17% use social networks to discover new TV shows


By The Drum Team, Editorial

March 9, 2012 | 2 min read

17% of the public use social networks to discover new TV shows and be alerted to programmes that are currently on and being talked about, a Social TV Trends Report - Part Two by Diffusion PR.

This comes as it was revealed yesterday that Channel 4 is unveiling a new channel, 4seven, which will show programmes which have received the most buzz on social media over the past seven days.

The research also found 39% of 18-24 year olds are using social media to guide them in their TV choices, while a third of this age group said that they would be most likely to talk online about a TV show if they saw friends already talking about it online. However, only 10% said they would be more likely to comment on a show online if its hashtag was shown at the beginning of the programme.

Diffusion’s survey of 2,025 GB adults found that 12% of British TV viewers are engaged in social commentary online while watching TV because it is a way to connect with friends and contacts through similar interest, whilst one in 10 do so because it adds information and fresh perspectives on what they’re watching.

Despite some shows choosing to promote heavily on Facebook, it was discovered that only 4% of TV viewers claim they would be more likely to talk about a show online if they had seen Facebook adverts about the show in question, compared to 17% who would be influenced by online discussion by peers.

Tom Malcolm, Diffusion’s head of consumer, said: “These real-time, online discussions of TV shows on social media mark the end of the water cooler effect and a fundamental change in the way Brits watch, share and interact with TV.
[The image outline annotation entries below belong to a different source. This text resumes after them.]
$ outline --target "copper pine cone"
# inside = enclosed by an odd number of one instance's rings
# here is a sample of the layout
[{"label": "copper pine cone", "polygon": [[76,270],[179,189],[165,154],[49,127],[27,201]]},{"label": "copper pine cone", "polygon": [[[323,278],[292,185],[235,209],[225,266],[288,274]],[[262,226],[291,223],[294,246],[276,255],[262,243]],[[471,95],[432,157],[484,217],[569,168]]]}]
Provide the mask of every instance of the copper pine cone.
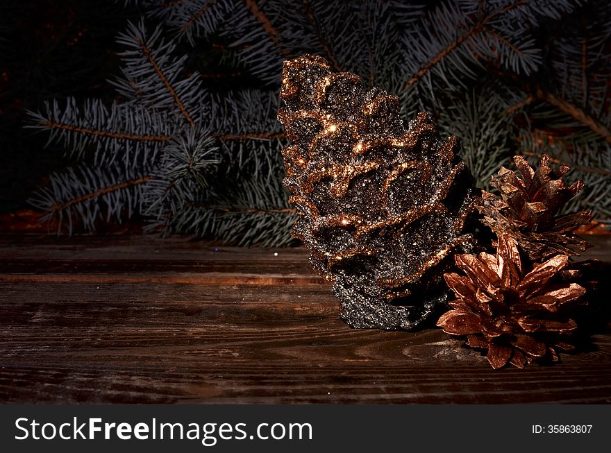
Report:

“Although a number of broadcasters have invested heavily in Facebook advertising to boost viewing figures, the new research highlights that most effective means of boosting viewing figures is discussion generation which is aided by strong community management and influencer engagement. Advertising alone is no longer enough; the social television viewer is increasingly looking for third party endorsement and it’s vital that broadcasters get their audiences talking about their shows positively online.”